Inicialmente, el Código Disciplinario de la FIFA habla de una multa económica como castigo inicial para este tipo de incidentes. Así lo recoge su artículo 15 relativo a la discriminación y actos racistas donde dice textualmente que «cuando se trate de la primera infracción, la disputa de un partido con un número limitado de espectadores y una multa de al menos 20.000 CHF a no ser que esto acarree consecuencias económicas desproporcionadas a dicha federación miembro o club, en cuyo caso la multa se podrá reducir a un mínimo de 1000 CHF, de manera excepcional».

El peor de los escenarios llevaría a un cierre parcial o incluso total de la grada para el siguiente compromiso internacional de España al repetirse en varias ocasiones durante el encuentro: «cuando se trate de personas reincidentes o de incidentes repetidos, o si las circunstancias del caso lo requieren, medidas disciplinarias como la implementación de un plan de prevención, una multa, la deducción de puntos, la disputa de uno o más partidos a puerta cerrada, la prohibición de jugar en un estadio determinado, una derrota por retirada o renuncia, la exclusión de una competición o el descenso de categoría».

Partiendo de que, más allá del ruido mediático que tenga, este tipo de incidentes se producen de manera permanente. Ya sea en partidos de selecciones como en las competiciones de clubes de la UEFA (Champions, Europa y Conference League). De hecho, el pasado martes Bosnia-Herzegovina jugó su repesca histórica ante Italia con una parte de la grada cerrada como consecuencia de un incidente racista.

Aún queda mucho «partido» en el reparto del Mundial

Quizá eso explica que FIFA no haya reaccionado con un comunicado a nivel mundial. Primero porque de hacerlo, debería llevarlo a cabo con todos los incidentes de esta índole que se producen. Y segundo y no menos importante, porque de hacerlo provocaría una caja de resonancia aún mayor y de peor repercusión frente al silencio actual.

Y porque este incidente no tiene por qué tener repercusión alguna en cuanto a la celebración del Mundial 2030 que acogerán conjuntamente España, Marruecos y Portugal. Primero porque restan cuatro años para la celebración del mismo y cualquier conclusión que saquemos en la actualidad para entonces pueda parecernos una mera anécdota. Sin dejar al margen la gravedad de los insultos.

Joan García (c) para un balón durante el partido amistoso ante EgiptoEFE

Segundo porque no olvidemos que es España quien lidera la candidatura para el Mundial del 2030 y donde han entrado como compañeros del camino tanto Marruecos como Portugal. Eso explica que nuestro país sea quien cuente con más sedes. Inicialmente eran 11, pero ahora mismo han quedado en nueve tras la renuncia de Málaga y La Coruña. Es por ello que la RFEF quiere que Valencia y Vigo se convierten en futuras nuevas sedes de nuestro país. Marruecos tiene otras seis y la relación de 20 se completa con las tres de Portugal.

De hecho, FIFA tiene precisamente que evaluar la reciente visita que la delegación acaba de hacer a los tres países.

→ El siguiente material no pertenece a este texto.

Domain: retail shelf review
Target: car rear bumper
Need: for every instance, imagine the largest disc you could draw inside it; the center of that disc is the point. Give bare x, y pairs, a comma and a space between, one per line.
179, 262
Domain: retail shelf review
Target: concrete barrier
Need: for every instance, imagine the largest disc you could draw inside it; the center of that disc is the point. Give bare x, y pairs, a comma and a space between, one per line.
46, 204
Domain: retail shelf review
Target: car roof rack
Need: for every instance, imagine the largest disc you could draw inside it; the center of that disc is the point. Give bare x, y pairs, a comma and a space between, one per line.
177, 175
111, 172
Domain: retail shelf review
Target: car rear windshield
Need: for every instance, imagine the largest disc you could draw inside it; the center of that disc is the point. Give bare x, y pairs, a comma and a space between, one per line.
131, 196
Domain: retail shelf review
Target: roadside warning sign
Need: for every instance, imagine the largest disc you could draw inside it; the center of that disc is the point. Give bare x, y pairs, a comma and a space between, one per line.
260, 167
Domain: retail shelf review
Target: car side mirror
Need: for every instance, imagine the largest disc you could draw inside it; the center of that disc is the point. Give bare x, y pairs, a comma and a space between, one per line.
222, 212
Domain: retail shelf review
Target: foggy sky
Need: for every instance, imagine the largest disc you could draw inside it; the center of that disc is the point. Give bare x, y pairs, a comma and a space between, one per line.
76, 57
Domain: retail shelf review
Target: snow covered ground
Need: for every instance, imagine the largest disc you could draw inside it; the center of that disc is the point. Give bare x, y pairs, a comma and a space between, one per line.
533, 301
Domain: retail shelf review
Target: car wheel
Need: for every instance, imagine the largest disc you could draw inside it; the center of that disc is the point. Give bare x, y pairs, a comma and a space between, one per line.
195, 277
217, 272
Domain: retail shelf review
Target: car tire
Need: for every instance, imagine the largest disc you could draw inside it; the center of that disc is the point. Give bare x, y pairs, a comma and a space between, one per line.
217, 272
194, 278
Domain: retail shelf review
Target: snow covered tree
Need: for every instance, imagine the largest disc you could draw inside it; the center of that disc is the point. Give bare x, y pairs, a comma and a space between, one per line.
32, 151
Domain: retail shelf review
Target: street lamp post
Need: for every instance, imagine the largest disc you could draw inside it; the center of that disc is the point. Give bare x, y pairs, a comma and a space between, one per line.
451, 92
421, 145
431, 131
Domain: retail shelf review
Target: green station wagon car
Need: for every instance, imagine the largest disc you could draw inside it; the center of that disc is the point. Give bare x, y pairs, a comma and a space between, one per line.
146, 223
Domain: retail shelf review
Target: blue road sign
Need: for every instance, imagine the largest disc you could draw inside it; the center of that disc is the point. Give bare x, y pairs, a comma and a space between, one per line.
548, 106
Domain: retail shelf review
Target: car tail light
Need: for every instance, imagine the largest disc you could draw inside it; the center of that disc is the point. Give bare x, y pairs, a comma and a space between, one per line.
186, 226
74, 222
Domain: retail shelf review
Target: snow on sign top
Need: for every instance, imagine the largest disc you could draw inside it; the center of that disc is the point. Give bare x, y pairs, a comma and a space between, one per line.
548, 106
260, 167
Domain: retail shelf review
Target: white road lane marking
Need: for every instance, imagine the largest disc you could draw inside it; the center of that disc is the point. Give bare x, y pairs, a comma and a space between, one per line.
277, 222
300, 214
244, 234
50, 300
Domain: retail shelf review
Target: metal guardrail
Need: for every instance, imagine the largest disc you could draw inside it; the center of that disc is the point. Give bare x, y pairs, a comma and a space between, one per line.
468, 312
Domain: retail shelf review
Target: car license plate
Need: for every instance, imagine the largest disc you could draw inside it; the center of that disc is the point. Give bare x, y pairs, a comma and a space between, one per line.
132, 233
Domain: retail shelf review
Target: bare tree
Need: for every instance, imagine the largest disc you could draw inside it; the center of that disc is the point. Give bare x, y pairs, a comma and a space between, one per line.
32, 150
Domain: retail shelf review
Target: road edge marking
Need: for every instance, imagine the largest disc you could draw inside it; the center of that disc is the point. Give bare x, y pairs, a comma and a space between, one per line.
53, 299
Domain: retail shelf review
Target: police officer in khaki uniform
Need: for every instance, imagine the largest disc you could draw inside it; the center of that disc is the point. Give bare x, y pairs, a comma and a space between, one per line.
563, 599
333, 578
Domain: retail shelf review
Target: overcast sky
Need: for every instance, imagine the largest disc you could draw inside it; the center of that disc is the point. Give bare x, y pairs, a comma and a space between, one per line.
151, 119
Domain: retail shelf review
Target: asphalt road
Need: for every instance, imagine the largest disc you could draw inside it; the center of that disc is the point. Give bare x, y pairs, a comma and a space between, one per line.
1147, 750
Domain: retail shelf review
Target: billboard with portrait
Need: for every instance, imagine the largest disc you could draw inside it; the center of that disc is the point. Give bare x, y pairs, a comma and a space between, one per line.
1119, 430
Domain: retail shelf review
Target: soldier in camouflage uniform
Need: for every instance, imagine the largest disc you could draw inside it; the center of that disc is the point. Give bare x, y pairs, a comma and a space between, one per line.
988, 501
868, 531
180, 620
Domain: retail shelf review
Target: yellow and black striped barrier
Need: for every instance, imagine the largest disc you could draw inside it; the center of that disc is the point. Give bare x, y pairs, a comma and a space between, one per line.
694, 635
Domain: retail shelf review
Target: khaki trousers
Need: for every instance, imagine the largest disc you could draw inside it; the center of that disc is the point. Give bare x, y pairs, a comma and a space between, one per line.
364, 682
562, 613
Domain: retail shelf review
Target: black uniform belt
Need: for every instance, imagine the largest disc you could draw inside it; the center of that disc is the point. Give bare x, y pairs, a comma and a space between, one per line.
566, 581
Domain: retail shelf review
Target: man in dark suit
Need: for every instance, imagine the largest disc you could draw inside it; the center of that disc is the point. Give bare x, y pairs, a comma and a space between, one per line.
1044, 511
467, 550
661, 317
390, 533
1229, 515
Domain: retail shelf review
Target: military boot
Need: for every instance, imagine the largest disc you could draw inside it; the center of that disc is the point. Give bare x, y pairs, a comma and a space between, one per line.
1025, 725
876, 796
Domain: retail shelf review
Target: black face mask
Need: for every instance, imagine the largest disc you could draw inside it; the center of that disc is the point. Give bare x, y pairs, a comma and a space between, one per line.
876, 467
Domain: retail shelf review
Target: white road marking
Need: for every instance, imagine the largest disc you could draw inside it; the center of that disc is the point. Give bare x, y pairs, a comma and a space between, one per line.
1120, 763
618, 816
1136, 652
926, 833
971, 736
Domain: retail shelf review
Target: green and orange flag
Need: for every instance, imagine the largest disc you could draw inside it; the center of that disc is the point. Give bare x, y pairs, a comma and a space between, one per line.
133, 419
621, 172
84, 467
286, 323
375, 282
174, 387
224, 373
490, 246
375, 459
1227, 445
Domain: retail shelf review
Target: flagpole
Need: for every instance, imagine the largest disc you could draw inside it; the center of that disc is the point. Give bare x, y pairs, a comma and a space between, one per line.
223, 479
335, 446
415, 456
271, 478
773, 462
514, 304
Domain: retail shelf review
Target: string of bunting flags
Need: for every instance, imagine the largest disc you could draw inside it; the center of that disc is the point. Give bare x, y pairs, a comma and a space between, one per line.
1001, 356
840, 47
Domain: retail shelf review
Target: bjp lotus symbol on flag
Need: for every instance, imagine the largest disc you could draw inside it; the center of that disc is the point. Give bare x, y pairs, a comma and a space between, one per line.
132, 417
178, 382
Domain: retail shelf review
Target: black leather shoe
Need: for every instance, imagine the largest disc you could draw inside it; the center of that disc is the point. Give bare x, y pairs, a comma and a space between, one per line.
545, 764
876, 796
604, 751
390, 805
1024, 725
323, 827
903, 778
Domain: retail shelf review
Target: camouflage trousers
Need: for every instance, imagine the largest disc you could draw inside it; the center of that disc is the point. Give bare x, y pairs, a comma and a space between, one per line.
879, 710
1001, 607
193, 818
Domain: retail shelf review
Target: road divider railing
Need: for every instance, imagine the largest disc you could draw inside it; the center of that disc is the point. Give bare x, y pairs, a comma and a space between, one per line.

Y donde han quedado especialmente impresionados de tres estadios. El Camp Nou de Barcelona y los dos de la capital de España. En el caso del Metropolitano por las capacidades y desarrollo que tiene el estadio rojiblanco y en el del Bernabéu pudieron comprobar en directo toda la operativa de un día de encuentro dado que su visita coincidió con el duelo de vuelta de Liga de Campeones ante el Manchester City.

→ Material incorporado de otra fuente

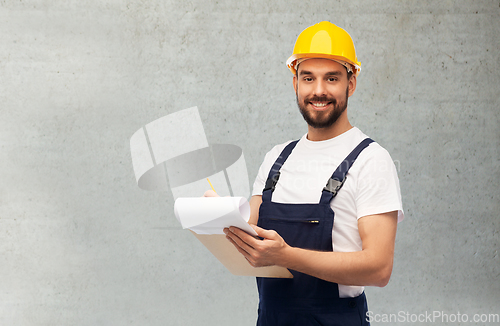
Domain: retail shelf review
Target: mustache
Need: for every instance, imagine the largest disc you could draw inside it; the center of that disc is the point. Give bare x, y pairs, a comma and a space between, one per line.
320, 99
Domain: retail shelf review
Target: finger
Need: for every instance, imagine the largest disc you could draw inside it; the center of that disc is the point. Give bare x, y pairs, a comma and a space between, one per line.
238, 247
243, 236
239, 238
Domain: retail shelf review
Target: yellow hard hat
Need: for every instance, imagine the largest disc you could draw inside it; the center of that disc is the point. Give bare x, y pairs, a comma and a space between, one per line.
328, 41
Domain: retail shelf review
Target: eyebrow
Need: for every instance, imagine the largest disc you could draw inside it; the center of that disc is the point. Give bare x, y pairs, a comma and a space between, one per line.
330, 73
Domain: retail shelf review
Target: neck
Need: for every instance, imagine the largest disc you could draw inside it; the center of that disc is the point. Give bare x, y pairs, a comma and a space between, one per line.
339, 127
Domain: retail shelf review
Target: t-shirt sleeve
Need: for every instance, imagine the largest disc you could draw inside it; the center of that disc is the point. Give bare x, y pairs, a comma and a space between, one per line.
378, 186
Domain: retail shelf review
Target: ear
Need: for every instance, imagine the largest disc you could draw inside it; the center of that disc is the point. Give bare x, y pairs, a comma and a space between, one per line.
352, 85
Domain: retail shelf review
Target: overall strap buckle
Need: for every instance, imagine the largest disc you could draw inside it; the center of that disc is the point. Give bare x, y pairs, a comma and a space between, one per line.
333, 186
271, 182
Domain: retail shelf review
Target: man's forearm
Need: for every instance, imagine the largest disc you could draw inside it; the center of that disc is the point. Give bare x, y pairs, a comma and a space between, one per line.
348, 268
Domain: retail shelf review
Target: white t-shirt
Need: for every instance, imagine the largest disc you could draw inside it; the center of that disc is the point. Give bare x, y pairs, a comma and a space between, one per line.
371, 186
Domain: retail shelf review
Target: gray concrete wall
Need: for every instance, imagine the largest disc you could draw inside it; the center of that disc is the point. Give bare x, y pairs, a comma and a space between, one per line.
81, 244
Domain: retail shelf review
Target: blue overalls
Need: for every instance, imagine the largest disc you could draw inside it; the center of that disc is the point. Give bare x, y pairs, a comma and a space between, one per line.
304, 299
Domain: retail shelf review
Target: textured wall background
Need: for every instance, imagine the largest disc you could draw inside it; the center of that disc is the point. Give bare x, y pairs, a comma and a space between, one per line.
81, 244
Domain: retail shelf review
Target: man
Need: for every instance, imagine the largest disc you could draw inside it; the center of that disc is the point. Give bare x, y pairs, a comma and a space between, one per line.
337, 238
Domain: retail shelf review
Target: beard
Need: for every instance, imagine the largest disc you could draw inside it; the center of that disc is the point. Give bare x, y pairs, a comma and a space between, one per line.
322, 119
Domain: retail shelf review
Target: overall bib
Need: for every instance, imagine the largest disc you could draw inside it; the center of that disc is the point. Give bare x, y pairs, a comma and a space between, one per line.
306, 300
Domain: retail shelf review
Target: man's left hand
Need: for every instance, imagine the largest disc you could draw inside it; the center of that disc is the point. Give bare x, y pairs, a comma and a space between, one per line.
269, 251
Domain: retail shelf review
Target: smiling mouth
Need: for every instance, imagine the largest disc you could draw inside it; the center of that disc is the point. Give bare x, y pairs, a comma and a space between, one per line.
319, 105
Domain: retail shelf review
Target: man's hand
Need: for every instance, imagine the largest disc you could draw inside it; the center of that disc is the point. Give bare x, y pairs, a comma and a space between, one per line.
269, 251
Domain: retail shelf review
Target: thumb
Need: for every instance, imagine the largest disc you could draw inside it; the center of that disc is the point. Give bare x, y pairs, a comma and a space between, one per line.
210, 193
263, 233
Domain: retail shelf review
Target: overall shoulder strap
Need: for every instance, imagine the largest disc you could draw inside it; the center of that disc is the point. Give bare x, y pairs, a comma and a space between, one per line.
274, 174
338, 177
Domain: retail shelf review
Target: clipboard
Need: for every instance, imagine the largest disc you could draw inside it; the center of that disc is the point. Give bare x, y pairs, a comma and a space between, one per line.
234, 261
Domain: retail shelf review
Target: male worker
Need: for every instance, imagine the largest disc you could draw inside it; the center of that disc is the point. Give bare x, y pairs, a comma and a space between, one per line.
337, 238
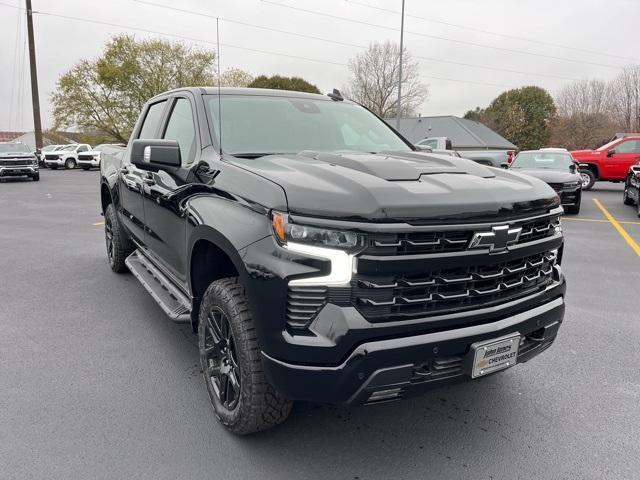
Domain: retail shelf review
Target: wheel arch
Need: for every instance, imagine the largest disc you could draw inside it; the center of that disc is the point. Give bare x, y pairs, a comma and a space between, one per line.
105, 196
212, 257
591, 167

Y no será hasta después del verano, y tras la celebración de este Mundial, cuando vuelvan a visitar los tres países. Para entonces, lo sucedido este martes puede quedar en una anécdota. Además, desde la RFEF se ha elaborado un informe detallado de lo que sucedió durante el encuentro y su reacción ante lo sucedido. Y luego es la FIFA quien tiene la decisión final tanto de las sedes como del estadio que acoja el partido definitivo.

Como ya explicamos en El Debate meses atrás, inicialmente nadie dudaba de que sería el Santiago Bernabéu, pero es evidente que es una amenaza el futuro estadio Hassan II en Casablanca con una capacidad para 115.000 espectadores. Pero también aquí queda mucho tiempo por delante por mucho que ahora Marruecos esté aprovechando este incidente para reclamar la final. No olvidemos que también el país marroquí estuvo en el punto de mira el pasado mes de enero tras los incidentes en la final de la Copa de África.